The report explains that when government increases the risk of pharmaceutical investment by threatening revenue from expensive drugs to develop, the riskiest investments are first to go — in this case, early-stage drug development. Small and mid-size biotech companies perform the bulk of this work, while larger companies tend to concentrate on later trial stages, regulatory approval, and commercialization after licensing or acquiring assets. The MFN policy creates a compounding problem: investors grow more cautious about funding early-stage development, small companies have no other products to fall back on if one gets hit, compliance costs consume a disproportionate share of smaller budgets, and emerging firms have no seat at the table shaping rules built around what large companies negotiated for themselves. The Administration is still developing the model based on negotiations with those 17 large manufacturers, creating uncertainty that hits small companies hardest because they can't afford government affairs teams or robust tracking systems.

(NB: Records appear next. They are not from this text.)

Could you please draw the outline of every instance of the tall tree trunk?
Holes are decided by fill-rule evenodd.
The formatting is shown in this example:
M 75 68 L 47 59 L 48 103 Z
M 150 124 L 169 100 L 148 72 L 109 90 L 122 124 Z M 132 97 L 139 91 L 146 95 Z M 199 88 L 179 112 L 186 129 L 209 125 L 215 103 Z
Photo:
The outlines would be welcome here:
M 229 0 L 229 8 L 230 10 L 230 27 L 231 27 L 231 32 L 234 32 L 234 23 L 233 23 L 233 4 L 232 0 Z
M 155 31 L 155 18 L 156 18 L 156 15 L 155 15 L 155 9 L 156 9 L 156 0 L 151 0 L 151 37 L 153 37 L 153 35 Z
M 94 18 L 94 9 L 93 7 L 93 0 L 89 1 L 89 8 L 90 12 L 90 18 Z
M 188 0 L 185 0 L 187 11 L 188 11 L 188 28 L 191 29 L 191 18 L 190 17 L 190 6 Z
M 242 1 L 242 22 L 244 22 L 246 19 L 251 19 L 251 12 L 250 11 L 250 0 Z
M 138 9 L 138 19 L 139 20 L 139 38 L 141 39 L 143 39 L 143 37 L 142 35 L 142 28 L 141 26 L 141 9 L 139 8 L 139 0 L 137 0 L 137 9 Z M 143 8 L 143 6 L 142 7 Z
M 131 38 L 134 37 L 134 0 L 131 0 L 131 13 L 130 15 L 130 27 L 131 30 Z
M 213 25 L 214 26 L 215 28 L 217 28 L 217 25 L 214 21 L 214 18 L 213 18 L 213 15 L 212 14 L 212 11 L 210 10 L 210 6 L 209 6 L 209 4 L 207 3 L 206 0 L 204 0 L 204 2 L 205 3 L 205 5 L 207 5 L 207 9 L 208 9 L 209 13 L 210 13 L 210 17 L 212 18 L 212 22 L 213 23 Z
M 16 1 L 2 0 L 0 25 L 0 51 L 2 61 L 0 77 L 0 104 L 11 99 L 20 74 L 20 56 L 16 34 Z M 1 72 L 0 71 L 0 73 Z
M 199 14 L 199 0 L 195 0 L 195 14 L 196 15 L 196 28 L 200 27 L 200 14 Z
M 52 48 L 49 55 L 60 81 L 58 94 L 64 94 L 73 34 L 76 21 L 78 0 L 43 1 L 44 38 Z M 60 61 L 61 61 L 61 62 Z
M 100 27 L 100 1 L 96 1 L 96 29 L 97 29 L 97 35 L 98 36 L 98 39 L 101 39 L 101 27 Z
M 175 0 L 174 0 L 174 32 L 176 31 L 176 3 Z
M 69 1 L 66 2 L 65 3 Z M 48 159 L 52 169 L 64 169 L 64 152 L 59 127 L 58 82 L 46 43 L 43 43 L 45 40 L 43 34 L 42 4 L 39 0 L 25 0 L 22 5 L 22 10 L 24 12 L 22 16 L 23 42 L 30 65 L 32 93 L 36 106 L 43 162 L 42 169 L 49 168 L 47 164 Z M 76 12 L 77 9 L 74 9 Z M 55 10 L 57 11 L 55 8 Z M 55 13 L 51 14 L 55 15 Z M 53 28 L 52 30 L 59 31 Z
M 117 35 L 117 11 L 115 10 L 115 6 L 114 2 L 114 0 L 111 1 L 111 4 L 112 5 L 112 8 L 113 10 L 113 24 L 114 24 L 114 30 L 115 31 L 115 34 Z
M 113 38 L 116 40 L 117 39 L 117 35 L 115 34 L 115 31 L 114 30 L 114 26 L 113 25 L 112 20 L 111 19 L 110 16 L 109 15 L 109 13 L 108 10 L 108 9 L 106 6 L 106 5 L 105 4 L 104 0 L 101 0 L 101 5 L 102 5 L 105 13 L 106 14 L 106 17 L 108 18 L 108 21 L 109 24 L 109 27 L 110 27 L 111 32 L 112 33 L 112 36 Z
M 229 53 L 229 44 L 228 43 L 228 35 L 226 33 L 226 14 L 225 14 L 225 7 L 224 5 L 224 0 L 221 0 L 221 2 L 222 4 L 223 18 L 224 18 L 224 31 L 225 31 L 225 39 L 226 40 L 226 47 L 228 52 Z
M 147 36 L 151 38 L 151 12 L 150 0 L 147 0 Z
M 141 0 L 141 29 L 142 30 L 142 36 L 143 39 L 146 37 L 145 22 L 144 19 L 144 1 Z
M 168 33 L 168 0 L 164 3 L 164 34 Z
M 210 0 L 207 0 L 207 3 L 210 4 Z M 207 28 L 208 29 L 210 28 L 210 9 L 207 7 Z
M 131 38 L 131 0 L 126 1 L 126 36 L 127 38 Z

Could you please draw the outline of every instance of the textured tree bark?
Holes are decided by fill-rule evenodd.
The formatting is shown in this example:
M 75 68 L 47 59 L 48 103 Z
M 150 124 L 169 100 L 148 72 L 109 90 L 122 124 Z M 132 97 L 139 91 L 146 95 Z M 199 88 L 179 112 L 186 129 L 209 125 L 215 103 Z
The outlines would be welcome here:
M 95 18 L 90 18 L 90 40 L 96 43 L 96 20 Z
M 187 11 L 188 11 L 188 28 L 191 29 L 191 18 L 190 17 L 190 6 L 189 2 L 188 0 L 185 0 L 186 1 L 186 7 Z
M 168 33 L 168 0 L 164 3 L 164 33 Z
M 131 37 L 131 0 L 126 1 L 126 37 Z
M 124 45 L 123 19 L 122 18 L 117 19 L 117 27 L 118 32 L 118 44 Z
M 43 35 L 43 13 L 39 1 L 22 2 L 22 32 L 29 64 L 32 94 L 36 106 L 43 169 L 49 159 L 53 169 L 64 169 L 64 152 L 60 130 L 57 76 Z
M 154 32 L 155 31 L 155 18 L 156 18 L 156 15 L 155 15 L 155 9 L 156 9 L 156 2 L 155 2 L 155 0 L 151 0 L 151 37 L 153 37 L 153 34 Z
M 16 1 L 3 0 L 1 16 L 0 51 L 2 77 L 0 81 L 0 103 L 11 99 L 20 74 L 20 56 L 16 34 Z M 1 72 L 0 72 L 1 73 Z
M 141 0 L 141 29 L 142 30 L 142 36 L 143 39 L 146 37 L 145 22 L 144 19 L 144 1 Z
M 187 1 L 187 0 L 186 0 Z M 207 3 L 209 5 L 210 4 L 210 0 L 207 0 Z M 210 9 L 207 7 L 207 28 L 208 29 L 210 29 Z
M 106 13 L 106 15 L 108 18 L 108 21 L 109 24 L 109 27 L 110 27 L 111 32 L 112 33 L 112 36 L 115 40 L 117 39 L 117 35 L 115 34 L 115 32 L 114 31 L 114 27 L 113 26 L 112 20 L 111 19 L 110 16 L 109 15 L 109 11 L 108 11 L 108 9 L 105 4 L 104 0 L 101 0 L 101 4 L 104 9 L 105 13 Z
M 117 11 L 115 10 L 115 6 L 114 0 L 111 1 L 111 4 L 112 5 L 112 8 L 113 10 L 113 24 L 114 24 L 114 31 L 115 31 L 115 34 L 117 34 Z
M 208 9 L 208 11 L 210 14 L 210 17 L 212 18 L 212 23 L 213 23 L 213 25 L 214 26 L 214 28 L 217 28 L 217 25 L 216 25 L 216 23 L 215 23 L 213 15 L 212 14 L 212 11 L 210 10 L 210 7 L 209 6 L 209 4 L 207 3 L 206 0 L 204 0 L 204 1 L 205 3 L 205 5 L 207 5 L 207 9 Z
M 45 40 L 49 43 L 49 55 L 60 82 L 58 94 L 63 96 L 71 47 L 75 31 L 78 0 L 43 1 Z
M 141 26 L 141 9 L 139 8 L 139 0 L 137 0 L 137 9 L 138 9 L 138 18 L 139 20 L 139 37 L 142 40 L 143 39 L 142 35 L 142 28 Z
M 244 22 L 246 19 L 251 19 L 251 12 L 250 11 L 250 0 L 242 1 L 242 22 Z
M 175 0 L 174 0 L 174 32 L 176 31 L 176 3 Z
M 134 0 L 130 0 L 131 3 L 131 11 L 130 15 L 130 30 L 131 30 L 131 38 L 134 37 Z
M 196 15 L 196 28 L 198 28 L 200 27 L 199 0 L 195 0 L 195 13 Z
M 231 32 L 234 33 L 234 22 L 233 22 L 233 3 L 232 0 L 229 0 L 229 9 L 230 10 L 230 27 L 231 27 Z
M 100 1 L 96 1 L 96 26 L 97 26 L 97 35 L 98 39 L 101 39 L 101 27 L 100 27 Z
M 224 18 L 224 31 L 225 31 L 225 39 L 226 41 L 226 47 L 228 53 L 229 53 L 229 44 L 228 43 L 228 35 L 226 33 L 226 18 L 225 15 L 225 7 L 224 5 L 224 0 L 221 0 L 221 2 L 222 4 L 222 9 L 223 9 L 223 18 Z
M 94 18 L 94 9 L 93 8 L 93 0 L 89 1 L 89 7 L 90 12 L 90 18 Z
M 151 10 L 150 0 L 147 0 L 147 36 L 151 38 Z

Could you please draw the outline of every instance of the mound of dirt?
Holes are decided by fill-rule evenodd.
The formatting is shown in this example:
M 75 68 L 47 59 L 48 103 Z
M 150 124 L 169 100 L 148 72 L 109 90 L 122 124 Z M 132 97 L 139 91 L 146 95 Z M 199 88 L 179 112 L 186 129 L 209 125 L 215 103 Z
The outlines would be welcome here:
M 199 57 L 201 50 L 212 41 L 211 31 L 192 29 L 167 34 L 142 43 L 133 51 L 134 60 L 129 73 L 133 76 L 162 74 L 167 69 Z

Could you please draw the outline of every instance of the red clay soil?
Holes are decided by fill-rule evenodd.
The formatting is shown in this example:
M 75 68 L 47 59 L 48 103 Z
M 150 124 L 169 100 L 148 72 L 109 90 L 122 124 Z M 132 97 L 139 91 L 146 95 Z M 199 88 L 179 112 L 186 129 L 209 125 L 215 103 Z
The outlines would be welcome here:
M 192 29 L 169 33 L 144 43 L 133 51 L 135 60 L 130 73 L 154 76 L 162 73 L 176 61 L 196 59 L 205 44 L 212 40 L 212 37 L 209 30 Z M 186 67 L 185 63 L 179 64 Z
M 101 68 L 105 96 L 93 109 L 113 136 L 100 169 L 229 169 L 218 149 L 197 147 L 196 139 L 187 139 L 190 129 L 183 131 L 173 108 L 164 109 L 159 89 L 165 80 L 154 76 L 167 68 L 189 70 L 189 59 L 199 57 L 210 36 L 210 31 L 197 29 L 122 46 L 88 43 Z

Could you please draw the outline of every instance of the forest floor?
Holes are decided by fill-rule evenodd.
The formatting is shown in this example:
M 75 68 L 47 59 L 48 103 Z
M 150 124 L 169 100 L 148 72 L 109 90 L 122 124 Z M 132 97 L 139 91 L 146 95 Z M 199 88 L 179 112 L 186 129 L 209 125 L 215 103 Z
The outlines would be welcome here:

The report warns that when MFN enforcement expands to small and mid-size biotech, America could see "a mass extinction of the developers responsible for most new life-saving drugs." The White House has called for Congress to codify MFN, which would shift the mechanism from "voluntary" negotiated deals to a legal requirement at drug launch. The CMS's proposed payment models — GLOBE for Medicare Part B and GUARD for Medicare Part D — don't control for company size but kick in when spending thresholds are met, with final rules expected imminently. The costs extend beyond business failures: it's a drug that never gets funded, a trial that never starts, and a disease that stays untreated.